Delivering brief remarks ahead of Thursday’s meeting, Vice President Kamala Harris sought to emphasize the close ties between both nations, praising Mexico as “our friends, our partners.”
“We are very excited about this next stage of the relationship and partnership between the United States and Mexico,” said Harris, who in June traveled to Mexico City for talks with the country’s president, López Obrador. “Mexico's economic stability is in the interest of the United States,” she said.
Harris also stressed on Thursday the importance of improving relations in a moment when dealing with the COVID-19 pandemic, climate change, cyber threats and supply chain disruptions are high priorities for both nations.

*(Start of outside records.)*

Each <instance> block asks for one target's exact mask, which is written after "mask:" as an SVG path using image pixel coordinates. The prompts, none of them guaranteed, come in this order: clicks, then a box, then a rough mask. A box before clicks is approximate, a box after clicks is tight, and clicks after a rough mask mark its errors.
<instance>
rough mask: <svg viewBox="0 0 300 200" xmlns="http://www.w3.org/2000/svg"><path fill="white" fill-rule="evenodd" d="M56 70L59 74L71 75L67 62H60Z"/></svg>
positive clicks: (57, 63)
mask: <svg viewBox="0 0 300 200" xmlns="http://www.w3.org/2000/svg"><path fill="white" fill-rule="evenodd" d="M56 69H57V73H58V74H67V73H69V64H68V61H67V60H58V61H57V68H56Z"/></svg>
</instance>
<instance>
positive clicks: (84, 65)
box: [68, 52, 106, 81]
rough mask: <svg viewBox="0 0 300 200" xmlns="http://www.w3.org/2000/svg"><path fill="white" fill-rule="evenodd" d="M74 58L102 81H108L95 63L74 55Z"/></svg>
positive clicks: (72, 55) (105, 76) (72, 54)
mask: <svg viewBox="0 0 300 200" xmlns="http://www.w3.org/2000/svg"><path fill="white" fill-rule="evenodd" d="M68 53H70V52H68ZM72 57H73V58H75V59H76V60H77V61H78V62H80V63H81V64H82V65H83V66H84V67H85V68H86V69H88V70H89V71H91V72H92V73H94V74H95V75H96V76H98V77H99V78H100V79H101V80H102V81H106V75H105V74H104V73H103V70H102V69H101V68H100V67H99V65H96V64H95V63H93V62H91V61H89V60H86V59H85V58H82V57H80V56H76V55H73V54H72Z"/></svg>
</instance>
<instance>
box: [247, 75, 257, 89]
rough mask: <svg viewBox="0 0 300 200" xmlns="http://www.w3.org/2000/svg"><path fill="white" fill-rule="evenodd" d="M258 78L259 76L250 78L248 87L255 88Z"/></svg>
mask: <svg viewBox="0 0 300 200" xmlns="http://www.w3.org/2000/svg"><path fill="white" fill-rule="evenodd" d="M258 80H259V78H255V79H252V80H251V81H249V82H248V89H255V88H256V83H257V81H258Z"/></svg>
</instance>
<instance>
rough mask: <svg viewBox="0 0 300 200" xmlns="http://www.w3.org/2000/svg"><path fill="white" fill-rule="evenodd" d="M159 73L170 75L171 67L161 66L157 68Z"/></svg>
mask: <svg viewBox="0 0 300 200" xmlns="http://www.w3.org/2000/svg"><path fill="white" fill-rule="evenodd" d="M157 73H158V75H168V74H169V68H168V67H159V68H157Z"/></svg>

“This dialogue was last convened in 2016,” Harris said before the meeting. “And so much has happened. So much has changed, so many challenges have been presented – and yes, also opportunities -- in the intervening years.”
“Since then, a global pandemic has undermined the stability of our global economy. Supply chains have been disrupted and threats from climate change to cyberattacks have threatened our security -- both in terms of our national security and our economic security.”
“We know that our world is also more interconnected, and more interdependent than ever before, again highlighting the importance of the partnership and the relationship between the United States and Mexico,” Harris said. “Mexico is our closest neighbor … and a strategic partner.”
In her remarks, Harris praised Mexico as “one of our most important economic relationships,” adding that, “eighteen states in the United States count Mexico as their top one, or second – their first or second export destination.”
“$1 billion crosses our shared border every day in goods. All of that making clear that this high level economic dialogue is an opportunity to deepen our ties and advance our collective goals,” Harris continued.
“Together, we will strengthen supply chain, resilience. Together, we will modernize our hemispheres infrastructure through the plan, the president has outlined the partnership and cooperation with our friends, [and] build back a better world.”
“Today’s meeting is very important so that we initiate a new stage, because there has not been attention to the population that is obligated to migrate,” Mexico's president, López Obrador, said during a separate news conference Thursday. “There hasn’t been in years. Nothing. Everything is contain. Everything is coercion. And that is not how social problems are resolved.”
Attendees of Thursday’s meeting included U.S. Commerce Secretary Gina Raimondo, Secretary of State Antony Blinken, DHS Secretary Alejandro Mayorkas, U.S. Trade Representative Katherine Tai, USAID Administrator Samantha Power and the U.S. Ambassador to Mexico, Ken Salazar.
Mexico’s delegation included Foreign Secretary Marcelo Ebrard, Secretary of Economy Tatiana Clouthier, Ambassador to the U.S. Esteban Moctezuma, Under Secretary of Finance Gabriel Yorio, Under Secretary of Foreign Trade Luz Maria de la Mora, Chief Officer for North America Roberto Velasco, and Director General for International Treaties’ Monitoring, Administration and Compliance Oversight Lydia Antonio.
The Associated Press contributed to this report.